UsageOfConst.md 12 KB

Raw Blame History Permalink



Usage of 'Const' in MLIR, for core IR types

aka, where'd const go?

The MLIR data structures that represent the IR itself (Instruction, Block, etc)
form a graph-based data structure, and the compiler analyses and passes
frequently walk this graph (e.g. traversing from defs to users). The early
design of MLIR adopted the const model of LLVM, which is familiar and well
understood (even though the LLVM implementation is flawed in many ways).

The design team since decided to change to a different module, which eschews
const entirely for the core IR types: you should never see a const method on
Operation, should never see the type const Value, and you shouldn't feel bad
about this.

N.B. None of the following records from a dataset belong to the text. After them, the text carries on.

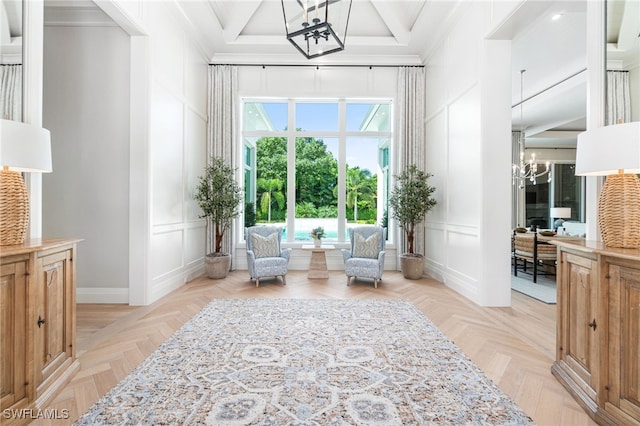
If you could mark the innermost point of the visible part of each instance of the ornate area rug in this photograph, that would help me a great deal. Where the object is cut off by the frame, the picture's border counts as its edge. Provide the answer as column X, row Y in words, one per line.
column 307, row 362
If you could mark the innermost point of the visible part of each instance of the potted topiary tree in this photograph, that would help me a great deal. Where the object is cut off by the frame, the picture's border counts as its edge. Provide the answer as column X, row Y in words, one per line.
column 410, row 201
column 219, row 197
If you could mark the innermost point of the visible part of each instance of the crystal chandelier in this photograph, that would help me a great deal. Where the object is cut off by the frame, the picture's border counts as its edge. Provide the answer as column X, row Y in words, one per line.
column 528, row 170
column 313, row 29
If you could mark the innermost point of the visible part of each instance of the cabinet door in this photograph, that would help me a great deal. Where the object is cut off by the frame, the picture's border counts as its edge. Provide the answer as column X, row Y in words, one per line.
column 578, row 325
column 623, row 400
column 13, row 351
column 53, row 315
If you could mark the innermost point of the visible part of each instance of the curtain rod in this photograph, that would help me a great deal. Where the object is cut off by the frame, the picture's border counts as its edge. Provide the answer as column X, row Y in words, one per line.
column 317, row 66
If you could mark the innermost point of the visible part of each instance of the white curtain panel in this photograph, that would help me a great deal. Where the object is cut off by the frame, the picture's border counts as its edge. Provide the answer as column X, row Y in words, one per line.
column 618, row 97
column 221, row 140
column 410, row 132
column 11, row 92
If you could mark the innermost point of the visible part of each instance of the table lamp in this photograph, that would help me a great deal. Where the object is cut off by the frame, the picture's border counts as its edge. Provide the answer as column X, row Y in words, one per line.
column 559, row 214
column 23, row 148
column 614, row 152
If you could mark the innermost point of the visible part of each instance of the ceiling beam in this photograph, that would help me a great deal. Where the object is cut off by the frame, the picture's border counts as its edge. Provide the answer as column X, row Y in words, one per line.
column 388, row 11
column 243, row 11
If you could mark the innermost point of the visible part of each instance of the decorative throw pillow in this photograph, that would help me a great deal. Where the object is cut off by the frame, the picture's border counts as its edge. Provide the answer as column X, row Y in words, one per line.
column 365, row 247
column 265, row 246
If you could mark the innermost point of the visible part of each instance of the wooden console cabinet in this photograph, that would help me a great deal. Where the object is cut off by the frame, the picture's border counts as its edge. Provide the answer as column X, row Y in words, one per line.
column 37, row 325
column 598, row 330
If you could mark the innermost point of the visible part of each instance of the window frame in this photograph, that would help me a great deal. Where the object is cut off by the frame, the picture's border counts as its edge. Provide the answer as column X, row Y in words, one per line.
column 341, row 135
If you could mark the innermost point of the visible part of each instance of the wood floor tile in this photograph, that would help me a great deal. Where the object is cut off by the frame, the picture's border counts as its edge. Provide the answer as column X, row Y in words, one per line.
column 514, row 346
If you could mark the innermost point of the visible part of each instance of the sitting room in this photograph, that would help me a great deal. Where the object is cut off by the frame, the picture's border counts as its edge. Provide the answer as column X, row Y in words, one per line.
column 319, row 148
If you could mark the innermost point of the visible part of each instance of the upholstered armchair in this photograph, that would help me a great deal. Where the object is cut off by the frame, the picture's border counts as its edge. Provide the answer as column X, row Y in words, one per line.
column 365, row 256
column 265, row 257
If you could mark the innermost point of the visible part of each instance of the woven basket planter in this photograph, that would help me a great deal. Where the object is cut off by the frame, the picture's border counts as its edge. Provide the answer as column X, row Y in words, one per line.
column 619, row 211
column 14, row 208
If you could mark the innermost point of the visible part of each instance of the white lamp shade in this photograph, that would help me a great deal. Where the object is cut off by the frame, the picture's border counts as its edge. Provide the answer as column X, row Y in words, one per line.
column 606, row 150
column 24, row 147
column 560, row 212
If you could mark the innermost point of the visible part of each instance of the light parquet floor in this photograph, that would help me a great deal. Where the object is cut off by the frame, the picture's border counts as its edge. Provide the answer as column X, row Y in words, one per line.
column 514, row 346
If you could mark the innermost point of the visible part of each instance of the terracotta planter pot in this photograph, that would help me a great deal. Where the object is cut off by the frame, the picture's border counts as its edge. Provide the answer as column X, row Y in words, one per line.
column 412, row 266
column 217, row 265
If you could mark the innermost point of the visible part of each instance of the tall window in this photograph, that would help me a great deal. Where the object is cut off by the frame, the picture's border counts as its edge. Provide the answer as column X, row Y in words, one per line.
column 311, row 163
column 565, row 190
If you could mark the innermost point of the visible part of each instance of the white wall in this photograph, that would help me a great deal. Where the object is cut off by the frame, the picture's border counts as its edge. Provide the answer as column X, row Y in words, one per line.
column 127, row 112
column 177, row 152
column 86, row 108
column 634, row 83
column 469, row 152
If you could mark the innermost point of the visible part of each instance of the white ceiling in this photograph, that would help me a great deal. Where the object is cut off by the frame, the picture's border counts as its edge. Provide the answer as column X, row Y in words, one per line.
column 405, row 32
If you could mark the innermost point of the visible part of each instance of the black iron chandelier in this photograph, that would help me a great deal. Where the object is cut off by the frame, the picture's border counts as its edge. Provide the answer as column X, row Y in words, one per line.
column 314, row 29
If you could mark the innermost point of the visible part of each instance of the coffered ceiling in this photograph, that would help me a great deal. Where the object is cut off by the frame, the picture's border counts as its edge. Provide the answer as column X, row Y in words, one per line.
column 406, row 32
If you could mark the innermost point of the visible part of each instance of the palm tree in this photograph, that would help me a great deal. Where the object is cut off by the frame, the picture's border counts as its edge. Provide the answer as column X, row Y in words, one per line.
column 358, row 189
column 272, row 191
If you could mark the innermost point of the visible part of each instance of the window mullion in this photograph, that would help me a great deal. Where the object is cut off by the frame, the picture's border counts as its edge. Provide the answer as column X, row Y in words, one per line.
column 342, row 167
column 291, row 171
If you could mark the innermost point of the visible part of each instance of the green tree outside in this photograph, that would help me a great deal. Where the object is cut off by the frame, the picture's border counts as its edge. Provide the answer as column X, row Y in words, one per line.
column 316, row 182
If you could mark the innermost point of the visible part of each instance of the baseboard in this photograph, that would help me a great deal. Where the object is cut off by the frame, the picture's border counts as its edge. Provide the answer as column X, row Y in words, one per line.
column 102, row 295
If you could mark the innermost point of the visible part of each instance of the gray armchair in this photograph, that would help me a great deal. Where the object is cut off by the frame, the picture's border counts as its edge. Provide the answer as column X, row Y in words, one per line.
column 365, row 257
column 265, row 257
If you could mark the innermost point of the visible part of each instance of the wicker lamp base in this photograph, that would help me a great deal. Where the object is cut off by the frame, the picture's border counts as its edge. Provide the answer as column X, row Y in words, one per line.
column 619, row 211
column 14, row 208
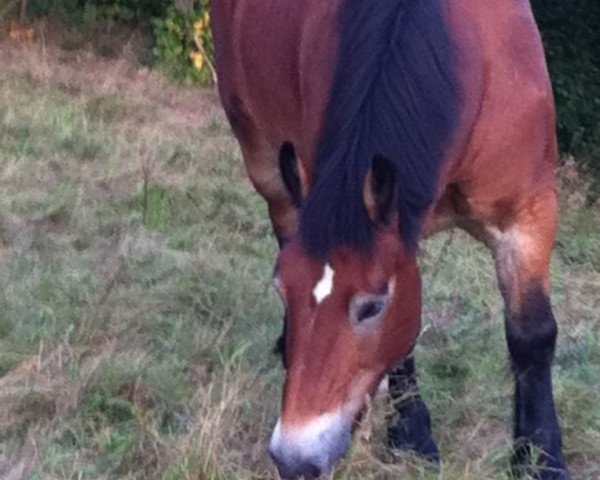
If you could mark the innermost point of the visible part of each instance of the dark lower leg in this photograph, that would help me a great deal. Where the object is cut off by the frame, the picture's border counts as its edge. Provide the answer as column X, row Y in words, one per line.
column 531, row 335
column 410, row 426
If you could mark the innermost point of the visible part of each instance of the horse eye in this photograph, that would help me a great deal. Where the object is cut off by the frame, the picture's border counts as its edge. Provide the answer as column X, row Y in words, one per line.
column 369, row 309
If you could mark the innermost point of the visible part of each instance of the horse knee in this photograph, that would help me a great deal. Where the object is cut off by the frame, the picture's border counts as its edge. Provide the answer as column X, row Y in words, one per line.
column 531, row 332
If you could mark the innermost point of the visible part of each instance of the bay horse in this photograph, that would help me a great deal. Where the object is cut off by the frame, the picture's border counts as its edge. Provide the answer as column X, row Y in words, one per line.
column 368, row 125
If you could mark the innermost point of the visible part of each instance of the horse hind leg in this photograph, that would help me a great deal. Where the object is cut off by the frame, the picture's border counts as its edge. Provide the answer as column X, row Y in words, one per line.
column 410, row 424
column 522, row 254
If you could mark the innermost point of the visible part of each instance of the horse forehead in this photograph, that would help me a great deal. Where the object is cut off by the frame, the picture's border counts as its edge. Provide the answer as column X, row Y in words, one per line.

That said, you should use const for non-IR types, like
SmallVector's and many other things.

The document below explains this design point from the viewpoint of "why make a
change", to explain the rationale and the tradeoffs involved that led us to this
potentially controversial design point.

Bjarke Roune summarized the situation like this:


In my opinion const correctness is highly valuable, catching many bugs and
making it clear in a code base where the mutations happen. In my opinion
const correctness still isn't worth it in particular for IR elements because
of the special uses and properties of IRs, in particular that it is common to
transfer a pointer/reference to an instruction from an analysis to an
optimization which will change the instruction. The analysis should be const,
the optimization needs to get a non-const pointer. So all analyses either
end up being templates (and if they never get instantiated in a const context,
then the point of const correctness has been defeated), you need to somehow
launder the const in a safe way or there will be const_casts. These options
are all bad, probably so bad as to out-weigh the benefits of const.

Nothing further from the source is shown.